Naturally, at one point, the conversation shifted to the concept of innovation. Upon further discussion, the group of executives all agreed that innovation was largely derived from the development and implementation of new technology.
After much conversation about how this firm would continue to lead their industry by developing innovation, I asked them to go further than simply defining innovation as gains in technology.
The results from the discussions indicated that people commonly associate the following items with the term innovation:
- Problem solving
- Process driven
- Creative solutions
Definition of Innovation
At Samurai Innovation, we have our own definition of innovation. We define innovation as:
“being able to bring possibility thinking to solve old or recurring problems with new ideas and techniques”

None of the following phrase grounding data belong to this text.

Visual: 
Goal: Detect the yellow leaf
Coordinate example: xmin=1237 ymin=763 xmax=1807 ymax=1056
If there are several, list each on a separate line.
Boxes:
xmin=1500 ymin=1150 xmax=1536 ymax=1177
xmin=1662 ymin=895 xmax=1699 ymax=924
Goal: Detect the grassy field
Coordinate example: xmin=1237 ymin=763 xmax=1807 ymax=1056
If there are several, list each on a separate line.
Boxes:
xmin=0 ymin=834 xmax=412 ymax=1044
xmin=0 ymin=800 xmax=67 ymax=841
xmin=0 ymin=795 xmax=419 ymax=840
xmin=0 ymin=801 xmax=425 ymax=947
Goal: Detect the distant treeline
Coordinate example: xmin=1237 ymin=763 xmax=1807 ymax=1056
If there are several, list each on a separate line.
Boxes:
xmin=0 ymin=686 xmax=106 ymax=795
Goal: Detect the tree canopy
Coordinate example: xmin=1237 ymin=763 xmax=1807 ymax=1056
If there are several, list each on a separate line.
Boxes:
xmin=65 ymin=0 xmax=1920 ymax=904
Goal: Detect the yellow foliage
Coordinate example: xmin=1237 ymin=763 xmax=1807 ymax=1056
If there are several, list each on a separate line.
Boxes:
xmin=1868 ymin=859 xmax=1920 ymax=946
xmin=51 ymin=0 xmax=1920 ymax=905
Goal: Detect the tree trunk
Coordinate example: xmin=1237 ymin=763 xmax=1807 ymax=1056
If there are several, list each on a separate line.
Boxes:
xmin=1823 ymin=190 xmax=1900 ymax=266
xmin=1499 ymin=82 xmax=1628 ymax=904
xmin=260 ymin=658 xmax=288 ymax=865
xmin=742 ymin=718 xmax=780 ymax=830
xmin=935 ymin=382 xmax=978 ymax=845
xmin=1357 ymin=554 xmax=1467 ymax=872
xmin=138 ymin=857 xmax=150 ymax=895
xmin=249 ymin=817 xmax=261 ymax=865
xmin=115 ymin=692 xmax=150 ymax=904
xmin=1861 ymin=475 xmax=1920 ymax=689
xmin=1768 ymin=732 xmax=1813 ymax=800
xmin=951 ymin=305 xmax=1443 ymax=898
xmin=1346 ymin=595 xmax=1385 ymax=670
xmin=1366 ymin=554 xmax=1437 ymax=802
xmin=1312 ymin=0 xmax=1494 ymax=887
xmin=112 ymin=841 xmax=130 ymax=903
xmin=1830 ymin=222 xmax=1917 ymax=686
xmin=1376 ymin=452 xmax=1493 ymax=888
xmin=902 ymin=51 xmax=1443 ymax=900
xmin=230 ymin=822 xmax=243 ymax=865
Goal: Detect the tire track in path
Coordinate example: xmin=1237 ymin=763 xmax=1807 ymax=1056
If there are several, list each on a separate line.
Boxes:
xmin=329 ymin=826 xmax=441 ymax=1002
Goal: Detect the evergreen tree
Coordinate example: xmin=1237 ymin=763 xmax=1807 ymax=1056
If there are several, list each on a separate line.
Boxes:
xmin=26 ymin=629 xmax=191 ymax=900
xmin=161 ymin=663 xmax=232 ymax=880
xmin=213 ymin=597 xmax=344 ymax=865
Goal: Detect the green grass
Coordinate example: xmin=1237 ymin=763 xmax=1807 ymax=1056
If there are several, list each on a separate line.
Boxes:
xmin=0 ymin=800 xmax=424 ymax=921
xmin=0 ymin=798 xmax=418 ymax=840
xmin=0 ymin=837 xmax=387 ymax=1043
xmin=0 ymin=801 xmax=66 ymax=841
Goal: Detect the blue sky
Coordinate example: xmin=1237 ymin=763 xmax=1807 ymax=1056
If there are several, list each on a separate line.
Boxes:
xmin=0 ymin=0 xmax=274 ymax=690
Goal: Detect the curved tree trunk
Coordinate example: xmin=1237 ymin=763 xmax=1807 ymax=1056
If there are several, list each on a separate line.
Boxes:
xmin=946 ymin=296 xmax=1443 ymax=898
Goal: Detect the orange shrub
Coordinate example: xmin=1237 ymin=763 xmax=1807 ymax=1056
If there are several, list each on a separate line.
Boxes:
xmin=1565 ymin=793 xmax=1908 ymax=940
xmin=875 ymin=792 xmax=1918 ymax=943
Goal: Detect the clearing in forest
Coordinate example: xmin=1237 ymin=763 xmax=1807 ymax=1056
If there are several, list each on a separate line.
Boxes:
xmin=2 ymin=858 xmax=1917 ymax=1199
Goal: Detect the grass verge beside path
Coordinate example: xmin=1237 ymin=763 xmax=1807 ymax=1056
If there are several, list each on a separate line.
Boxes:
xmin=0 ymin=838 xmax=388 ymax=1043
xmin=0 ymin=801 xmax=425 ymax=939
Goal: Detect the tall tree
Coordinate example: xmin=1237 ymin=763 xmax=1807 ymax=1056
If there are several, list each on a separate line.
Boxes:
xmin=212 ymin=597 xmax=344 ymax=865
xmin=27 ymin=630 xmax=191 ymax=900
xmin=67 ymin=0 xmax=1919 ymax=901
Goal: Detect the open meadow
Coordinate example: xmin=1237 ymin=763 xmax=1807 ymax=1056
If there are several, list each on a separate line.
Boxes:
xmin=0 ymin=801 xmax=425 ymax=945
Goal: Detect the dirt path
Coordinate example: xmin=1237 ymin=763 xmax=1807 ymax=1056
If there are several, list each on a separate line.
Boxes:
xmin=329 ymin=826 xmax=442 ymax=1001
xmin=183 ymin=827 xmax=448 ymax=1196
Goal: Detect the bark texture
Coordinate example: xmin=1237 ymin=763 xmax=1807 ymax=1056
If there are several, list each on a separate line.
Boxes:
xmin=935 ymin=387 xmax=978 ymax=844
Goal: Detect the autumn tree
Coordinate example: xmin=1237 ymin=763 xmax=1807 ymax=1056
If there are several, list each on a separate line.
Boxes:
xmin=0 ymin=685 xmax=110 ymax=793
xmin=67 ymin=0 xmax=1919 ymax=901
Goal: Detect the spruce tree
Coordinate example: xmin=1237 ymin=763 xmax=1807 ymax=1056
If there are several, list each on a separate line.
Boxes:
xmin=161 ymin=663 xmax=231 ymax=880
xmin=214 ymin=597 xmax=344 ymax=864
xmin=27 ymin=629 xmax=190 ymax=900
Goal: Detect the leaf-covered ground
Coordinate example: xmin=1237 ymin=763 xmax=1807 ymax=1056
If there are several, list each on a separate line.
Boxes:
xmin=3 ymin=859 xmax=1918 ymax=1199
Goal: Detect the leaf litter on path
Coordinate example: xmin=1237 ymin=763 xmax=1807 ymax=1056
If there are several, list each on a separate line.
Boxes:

The commercial benefits of the samurai definition of innovation is that innovation breeds growth and yields trust and profitability. The key in the last sentence is “ability”. Your results from seeking and implementing innovation in your business will come from you and your firm’s ability to search for, refine and try new possibilities matched with new techniques of solving old or recurring problems.
Often times, this process doesn’t cost huge amounts of time and resources to do so. It only requires the willingness to ask new questions and seek out new answers from sources you may never have considered before. People are willing to be stakeholders and collaborators in solving old and recurring problems so that we can all benefit and move onto other unique challenges and opportunities in life and in business.
What is one recurring or old problem that your business hasn’t yet solved?
Where have you not looked for a possible solution?
How many people have you collaborated with to find a solution?
Try organizing a new group of stakeholders. Try to bring out at least 20 new possibilities to solve the problem. Somewhere in the 20 exists a solution or a combination of a few for the one solution.